Granular activated carbon optimization for enhanced environmental disaster resilience and malathion removal from agricultural effluent

¹ East Coast Environmental Research Institute, Universiti Sultan Zainal Abidin, Kuala Terengganu 21300, Malaysia
² Faculty of Bioresource and Food Technology, Universiti Sultan Zainal Abidin, 22200 Besut, Terengganu, Malaysia
³ Faculty of Engineering, Universiti Putra Malaysia, 43400 UPM Serdang, Selangor Darul Ehsan, Malaysia
⁴ Laboratory of Algal Biotechnology, Centre Algatech, Institute of Microbiology of the Czech Academy of Sciences, Opatovický mlýn, Novohradská 237, 379 81 Třeboň, Czech Republic
⁵ Faculty of Ocean Engineering, Universiti Malaysia Terengganu, 21300 Kuala Terengganu, Terengganu
⁶ Faculty of Informatics and Computing, Universiti Sultan Zainal Abidin, 22200 Besut, Terengganu, Malaysia

^* Corresponding author: hajjarjusoh@unisza.edu.my, aidamahiddin@unisza.edu.my

Abstract

The study aimed to address the critical problem of malathion pesticide contamination in agricultural runoff and its adverse impact on the environment. It specifically focused on utilizing granular activated carbon (GAC), derived from both coal (CBAC) and peat (PBAC), as a promising solution for effective malathion removal. This study focused on the substantial influence of particle size and GAC dosage on the removal efficiency of malathion.
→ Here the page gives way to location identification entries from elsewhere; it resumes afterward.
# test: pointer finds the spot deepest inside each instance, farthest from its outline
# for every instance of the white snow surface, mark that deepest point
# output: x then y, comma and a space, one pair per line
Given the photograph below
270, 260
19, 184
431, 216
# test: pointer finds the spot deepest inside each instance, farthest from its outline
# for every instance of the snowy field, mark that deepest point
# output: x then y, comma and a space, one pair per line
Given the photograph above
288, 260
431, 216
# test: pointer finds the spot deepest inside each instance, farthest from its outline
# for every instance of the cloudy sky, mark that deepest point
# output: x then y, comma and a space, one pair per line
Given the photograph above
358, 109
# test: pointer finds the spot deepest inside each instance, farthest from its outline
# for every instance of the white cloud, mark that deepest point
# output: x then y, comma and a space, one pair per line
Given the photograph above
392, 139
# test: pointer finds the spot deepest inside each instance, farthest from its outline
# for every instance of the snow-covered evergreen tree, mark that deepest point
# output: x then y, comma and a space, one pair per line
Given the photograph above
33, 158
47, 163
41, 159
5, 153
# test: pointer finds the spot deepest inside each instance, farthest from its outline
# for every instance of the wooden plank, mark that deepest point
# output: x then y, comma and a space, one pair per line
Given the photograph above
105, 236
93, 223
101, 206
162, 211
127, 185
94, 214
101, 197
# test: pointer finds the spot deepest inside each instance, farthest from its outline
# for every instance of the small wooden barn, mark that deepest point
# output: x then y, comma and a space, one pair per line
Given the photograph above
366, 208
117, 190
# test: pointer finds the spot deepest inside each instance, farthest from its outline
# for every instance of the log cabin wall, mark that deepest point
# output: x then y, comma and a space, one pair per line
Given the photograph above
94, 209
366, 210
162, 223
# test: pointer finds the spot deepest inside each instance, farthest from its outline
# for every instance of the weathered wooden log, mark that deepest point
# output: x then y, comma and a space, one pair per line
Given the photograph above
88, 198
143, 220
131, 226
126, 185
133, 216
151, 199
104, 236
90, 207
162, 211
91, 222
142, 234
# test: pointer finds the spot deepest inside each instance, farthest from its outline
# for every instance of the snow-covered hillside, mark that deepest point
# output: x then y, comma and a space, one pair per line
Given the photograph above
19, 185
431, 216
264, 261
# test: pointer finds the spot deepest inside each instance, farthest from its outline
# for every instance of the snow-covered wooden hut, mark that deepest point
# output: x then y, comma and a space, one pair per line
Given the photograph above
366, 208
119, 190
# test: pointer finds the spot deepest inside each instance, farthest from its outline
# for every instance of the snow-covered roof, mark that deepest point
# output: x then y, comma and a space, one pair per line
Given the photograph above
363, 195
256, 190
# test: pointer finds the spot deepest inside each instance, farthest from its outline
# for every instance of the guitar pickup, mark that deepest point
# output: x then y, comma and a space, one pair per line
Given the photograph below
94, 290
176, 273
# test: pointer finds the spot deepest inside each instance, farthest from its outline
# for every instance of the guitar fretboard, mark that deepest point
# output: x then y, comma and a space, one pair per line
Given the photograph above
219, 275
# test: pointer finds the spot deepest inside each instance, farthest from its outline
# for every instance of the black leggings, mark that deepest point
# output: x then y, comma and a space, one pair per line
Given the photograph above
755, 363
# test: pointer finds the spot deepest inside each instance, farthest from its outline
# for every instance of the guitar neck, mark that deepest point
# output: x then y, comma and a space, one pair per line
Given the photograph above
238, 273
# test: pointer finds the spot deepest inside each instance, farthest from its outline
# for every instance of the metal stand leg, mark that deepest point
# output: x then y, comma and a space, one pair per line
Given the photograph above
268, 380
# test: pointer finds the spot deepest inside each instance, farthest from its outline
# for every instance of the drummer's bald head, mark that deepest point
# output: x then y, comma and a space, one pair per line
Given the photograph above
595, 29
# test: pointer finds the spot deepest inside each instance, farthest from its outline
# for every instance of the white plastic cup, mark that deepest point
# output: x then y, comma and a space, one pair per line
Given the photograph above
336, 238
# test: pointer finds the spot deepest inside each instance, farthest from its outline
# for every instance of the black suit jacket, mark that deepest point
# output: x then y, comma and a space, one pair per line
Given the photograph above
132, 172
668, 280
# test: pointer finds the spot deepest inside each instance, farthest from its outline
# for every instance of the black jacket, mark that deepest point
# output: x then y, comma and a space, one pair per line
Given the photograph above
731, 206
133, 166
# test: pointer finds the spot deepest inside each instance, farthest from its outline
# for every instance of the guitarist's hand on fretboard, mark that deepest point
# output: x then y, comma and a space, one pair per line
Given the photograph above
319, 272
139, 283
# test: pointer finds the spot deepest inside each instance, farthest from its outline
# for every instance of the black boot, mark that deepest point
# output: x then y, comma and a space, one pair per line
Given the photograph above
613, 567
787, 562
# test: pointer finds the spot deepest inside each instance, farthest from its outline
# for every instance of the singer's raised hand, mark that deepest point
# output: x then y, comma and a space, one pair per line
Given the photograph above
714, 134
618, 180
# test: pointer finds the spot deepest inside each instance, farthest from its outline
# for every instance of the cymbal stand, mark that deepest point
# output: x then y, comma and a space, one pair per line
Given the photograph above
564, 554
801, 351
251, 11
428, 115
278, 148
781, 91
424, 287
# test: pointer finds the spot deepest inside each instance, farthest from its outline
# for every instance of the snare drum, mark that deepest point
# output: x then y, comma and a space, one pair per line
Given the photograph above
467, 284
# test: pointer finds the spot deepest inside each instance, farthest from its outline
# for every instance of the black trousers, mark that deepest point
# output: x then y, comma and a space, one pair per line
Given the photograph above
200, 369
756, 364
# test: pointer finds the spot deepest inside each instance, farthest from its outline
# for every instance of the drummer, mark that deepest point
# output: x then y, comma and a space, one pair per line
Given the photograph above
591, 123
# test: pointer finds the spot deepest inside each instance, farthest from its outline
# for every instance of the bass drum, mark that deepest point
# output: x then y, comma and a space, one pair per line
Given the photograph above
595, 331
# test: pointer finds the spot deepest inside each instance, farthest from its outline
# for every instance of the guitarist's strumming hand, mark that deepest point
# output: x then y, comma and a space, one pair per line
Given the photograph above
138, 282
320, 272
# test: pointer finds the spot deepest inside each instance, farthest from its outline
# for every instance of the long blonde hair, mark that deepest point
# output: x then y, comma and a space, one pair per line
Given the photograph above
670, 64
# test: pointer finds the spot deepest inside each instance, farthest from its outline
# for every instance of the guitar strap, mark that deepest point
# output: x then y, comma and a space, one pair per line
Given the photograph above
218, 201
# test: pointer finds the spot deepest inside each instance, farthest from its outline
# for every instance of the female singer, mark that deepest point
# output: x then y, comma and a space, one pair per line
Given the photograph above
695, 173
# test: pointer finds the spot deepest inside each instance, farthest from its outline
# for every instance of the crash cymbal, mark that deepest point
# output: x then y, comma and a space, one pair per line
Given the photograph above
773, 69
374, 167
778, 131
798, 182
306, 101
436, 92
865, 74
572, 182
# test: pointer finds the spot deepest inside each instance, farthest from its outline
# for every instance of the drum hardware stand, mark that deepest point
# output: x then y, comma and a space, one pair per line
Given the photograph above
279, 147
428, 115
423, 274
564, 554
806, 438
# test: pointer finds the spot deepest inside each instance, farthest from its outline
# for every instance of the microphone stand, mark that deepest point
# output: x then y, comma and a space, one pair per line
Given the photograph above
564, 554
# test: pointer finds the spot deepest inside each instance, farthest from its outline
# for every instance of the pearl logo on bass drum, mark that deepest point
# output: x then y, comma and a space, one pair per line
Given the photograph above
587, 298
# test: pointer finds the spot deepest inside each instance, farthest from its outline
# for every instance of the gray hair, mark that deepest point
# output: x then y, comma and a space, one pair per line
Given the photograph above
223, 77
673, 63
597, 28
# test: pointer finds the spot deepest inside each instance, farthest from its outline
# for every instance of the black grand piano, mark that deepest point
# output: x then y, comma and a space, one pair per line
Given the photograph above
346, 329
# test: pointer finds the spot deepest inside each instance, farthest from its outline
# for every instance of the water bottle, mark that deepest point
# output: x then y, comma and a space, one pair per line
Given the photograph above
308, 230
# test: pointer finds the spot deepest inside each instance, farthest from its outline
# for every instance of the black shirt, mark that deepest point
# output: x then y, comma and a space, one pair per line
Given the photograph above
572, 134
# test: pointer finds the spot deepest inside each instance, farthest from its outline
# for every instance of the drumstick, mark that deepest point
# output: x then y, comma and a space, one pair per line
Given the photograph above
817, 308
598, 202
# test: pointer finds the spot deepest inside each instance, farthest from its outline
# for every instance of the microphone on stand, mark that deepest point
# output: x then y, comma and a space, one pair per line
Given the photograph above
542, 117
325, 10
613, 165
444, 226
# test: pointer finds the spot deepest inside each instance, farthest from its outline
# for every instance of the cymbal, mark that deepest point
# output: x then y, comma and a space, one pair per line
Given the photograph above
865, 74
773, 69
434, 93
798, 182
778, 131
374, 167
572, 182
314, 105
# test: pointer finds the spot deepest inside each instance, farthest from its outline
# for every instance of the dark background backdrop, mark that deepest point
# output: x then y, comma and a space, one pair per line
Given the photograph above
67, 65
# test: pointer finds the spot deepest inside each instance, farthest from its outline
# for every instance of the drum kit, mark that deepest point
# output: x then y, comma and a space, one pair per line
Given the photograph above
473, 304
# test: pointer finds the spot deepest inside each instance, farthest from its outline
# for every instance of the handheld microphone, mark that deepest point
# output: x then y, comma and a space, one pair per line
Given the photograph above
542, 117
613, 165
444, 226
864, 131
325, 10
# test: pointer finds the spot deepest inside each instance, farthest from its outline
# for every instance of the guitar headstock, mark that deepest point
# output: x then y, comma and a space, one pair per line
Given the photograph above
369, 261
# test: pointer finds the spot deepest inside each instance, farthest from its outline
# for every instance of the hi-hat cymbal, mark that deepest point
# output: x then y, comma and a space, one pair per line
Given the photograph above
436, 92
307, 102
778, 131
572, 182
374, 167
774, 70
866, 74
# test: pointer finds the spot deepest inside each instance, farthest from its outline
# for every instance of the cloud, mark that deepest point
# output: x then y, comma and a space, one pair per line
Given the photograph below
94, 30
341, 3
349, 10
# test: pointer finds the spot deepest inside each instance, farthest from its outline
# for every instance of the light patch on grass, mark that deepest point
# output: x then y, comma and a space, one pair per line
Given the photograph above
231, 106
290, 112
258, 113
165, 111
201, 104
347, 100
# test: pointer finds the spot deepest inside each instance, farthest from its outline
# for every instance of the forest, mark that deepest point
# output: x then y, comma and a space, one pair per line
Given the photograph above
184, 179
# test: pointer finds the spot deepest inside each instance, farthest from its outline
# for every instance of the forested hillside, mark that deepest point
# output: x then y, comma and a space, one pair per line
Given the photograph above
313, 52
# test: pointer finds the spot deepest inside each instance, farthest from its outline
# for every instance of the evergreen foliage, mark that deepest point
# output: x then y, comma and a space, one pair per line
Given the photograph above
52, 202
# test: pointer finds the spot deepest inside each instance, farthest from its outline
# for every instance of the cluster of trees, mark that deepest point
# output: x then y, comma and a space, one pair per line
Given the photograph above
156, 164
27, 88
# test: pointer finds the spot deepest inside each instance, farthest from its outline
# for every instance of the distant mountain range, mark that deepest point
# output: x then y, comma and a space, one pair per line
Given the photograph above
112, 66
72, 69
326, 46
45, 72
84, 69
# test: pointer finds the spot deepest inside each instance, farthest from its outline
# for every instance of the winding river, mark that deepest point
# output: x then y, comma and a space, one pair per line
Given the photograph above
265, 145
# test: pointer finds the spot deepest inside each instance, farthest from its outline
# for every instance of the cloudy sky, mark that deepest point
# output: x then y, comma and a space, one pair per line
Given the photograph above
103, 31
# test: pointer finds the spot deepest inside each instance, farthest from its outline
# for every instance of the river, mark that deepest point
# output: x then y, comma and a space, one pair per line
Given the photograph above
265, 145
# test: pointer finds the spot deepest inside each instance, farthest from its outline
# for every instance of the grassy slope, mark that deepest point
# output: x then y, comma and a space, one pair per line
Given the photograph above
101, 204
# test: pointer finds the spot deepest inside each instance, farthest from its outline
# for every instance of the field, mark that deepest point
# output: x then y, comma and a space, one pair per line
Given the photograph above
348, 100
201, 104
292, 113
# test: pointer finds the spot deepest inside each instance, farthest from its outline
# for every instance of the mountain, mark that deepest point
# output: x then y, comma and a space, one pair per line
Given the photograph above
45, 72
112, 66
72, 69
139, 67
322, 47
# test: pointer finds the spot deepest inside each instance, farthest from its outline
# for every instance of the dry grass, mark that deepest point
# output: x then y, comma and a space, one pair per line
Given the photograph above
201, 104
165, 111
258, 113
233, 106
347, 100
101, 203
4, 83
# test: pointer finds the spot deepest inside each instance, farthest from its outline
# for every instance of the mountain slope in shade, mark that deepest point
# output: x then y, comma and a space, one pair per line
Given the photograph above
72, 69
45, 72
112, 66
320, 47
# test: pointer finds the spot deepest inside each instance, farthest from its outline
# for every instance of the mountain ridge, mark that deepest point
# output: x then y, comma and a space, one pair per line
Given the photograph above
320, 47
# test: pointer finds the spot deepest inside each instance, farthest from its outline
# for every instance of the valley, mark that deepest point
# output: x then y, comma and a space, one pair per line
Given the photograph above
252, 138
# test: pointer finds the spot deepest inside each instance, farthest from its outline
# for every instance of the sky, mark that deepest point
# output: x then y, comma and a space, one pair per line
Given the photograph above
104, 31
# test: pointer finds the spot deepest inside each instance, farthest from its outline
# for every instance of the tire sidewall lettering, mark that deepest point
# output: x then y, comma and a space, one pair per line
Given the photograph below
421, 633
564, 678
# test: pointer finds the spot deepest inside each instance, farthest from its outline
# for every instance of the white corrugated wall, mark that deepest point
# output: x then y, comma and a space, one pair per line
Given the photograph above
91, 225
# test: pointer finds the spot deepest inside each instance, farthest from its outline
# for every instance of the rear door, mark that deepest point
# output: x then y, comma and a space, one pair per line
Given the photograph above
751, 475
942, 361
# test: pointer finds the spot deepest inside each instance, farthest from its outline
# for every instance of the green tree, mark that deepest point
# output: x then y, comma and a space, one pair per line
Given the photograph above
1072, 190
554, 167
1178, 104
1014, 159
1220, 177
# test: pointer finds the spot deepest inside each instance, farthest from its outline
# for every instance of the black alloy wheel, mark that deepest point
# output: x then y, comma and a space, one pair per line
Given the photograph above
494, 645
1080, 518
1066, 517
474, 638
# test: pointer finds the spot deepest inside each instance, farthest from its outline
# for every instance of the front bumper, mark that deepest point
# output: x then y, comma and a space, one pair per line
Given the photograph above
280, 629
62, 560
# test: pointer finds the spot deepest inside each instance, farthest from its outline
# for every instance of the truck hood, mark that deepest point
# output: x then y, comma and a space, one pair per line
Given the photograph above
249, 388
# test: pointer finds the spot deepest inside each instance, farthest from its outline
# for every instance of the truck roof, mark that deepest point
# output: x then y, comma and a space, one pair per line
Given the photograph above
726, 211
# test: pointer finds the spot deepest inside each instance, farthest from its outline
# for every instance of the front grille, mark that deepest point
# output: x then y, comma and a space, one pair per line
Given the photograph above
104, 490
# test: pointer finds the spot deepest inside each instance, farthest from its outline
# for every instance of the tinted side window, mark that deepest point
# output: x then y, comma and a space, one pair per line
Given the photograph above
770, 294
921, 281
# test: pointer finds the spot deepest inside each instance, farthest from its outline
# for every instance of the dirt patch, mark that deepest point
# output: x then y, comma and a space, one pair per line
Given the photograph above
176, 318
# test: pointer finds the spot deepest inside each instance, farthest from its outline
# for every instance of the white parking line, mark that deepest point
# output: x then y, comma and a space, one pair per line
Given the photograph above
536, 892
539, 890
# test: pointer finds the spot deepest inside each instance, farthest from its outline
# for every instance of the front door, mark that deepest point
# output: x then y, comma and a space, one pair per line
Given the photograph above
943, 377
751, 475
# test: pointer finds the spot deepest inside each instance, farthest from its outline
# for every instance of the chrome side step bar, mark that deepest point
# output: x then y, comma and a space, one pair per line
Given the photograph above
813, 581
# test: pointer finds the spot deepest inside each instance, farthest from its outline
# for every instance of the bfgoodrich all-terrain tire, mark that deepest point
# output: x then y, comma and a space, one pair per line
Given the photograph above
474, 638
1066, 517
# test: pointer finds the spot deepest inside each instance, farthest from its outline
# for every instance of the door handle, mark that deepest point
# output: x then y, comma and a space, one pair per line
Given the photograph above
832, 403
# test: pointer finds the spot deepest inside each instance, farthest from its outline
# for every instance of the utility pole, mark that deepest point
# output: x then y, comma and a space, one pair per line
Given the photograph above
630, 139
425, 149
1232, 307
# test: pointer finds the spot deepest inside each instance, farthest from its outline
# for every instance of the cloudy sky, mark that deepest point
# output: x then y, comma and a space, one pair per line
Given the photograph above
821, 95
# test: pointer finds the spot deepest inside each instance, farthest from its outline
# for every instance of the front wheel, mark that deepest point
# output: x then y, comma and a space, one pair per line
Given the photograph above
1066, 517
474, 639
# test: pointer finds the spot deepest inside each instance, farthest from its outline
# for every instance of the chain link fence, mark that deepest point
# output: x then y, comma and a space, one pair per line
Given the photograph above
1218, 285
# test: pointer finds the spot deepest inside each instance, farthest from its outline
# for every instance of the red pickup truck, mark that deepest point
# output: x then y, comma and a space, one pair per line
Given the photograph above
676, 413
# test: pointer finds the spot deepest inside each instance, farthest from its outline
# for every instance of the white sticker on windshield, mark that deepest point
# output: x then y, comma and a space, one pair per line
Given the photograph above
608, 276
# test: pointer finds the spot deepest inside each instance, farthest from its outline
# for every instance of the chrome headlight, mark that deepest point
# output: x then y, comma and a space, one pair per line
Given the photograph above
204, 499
It was determined that optimal conditions, resulting in an impressive 90% removal efficiency, were achieved when the initial malathion concentration of 7 μg L^-1 was reduced to approximately 1.14 μg L^-1 and 1.5 μg L^-1 for CBAC with particle sizes of 0.063 mm and 1.0 mm, respectively. In contrast, PBAC exhibited a removal efficiency of 2.87 μg L^-1 under similar conditions. The study further employed the Langmuir and Freundlich adsorption isotherms models to analyze the adsorption behavior of malathion on GAC. The equilibrium data closely aligned with both models, and the maximum adsorption capacity was determined to be an impressive 248.1 mg g^-1. These findings highlight the significant potential of GAC, whether coal or peat-based, as a highly effective absorbent material for mitigating malathion contamination in agricultural runoff. This research contributes to enhancing environmental disaster resilience by offering a viable method for optimizing GAC use, thereby reducing the detrimental effects of pesticide contamination on the environment.